Swordsman & Geek

A Midsummer Night’s Blog

The Content of the President’s Character…

1/21/2009

From the Lincoln Memorial Dr. King looks 50 years into the future

From the Lincoln Memorial Dr. King looks 50 years into the future

I have a dream that one day this nation will rise up and live out the true meaning of its creed: “We hold these truths to be self-evident, that all men are created equal.”
~Dr. Martin Luther King (August 28, 1963)

Yesterday it struck me that less than 50 years separate Dr.

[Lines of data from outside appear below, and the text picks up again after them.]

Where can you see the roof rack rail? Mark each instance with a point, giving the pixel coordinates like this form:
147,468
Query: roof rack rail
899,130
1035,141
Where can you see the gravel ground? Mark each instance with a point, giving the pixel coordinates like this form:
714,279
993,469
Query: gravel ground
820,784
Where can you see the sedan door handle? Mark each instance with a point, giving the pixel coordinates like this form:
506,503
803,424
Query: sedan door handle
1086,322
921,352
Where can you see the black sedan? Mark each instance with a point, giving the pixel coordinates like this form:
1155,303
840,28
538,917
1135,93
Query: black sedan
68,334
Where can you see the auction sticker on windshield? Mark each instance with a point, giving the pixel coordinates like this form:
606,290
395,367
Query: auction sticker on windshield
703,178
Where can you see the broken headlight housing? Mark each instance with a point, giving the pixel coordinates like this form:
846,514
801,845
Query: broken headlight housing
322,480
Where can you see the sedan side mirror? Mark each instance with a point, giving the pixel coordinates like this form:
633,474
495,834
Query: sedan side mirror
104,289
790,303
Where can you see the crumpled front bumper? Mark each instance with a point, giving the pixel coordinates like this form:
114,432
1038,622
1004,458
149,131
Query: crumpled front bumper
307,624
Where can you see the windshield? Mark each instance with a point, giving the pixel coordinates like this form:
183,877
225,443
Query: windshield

Martin Luther King Junior’s Dream Speech and the inauguration of Barack Obama.  Imagine that these two men face each other across the National Mall with King speaking from the steps of the Lincoln Memorial and Obama speaking from the opposite side separated only by about 50 years.

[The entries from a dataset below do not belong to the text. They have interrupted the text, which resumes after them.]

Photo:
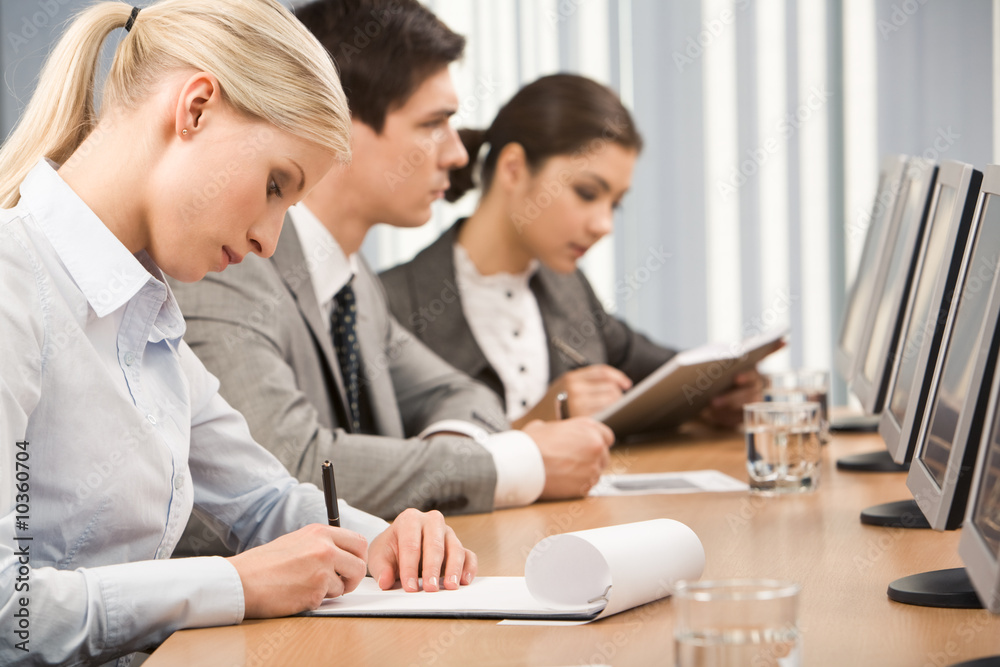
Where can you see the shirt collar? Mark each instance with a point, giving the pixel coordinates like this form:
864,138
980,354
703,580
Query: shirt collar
330,275
466,268
100,265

That is what makes the United States of America great.  It isn’t that we are perfect or that racism doesn’t exist anymore.  We screw things up all the time and the last 8 years is a good example of that, but we have the capacity to change our mistakes.  The certain knowledge of our faults and the need for constant change is written into the fabric of our government and by recognizing our many imperfections, we are a stronger nation.

We’ve had a seemingly non-stop progression of old white guys running our country.  Some of them have been great and some of them have been terrible, but the truth is that when given a chance to vote for a candidate that was outside of the majority’s ethnicity, most of the people judged the candidate not by the color of his skin, but by by the content of his character.

Democrat. Republican.  It doesn’t really matter.  It is something to be happy about and I think we can thank Dr. King and all the other great Americans for yesterday and tomorrow.

With this faith we will be able to work together, to pray together, to struggle together, to go to jail together, to stand up for freedom together, knowing that we will be free one day.
The Oath

With this faith we will be able to work together, to pray together, to struggle together, to go to jail together, to stand up for freedom together, knowing that we will be free one day.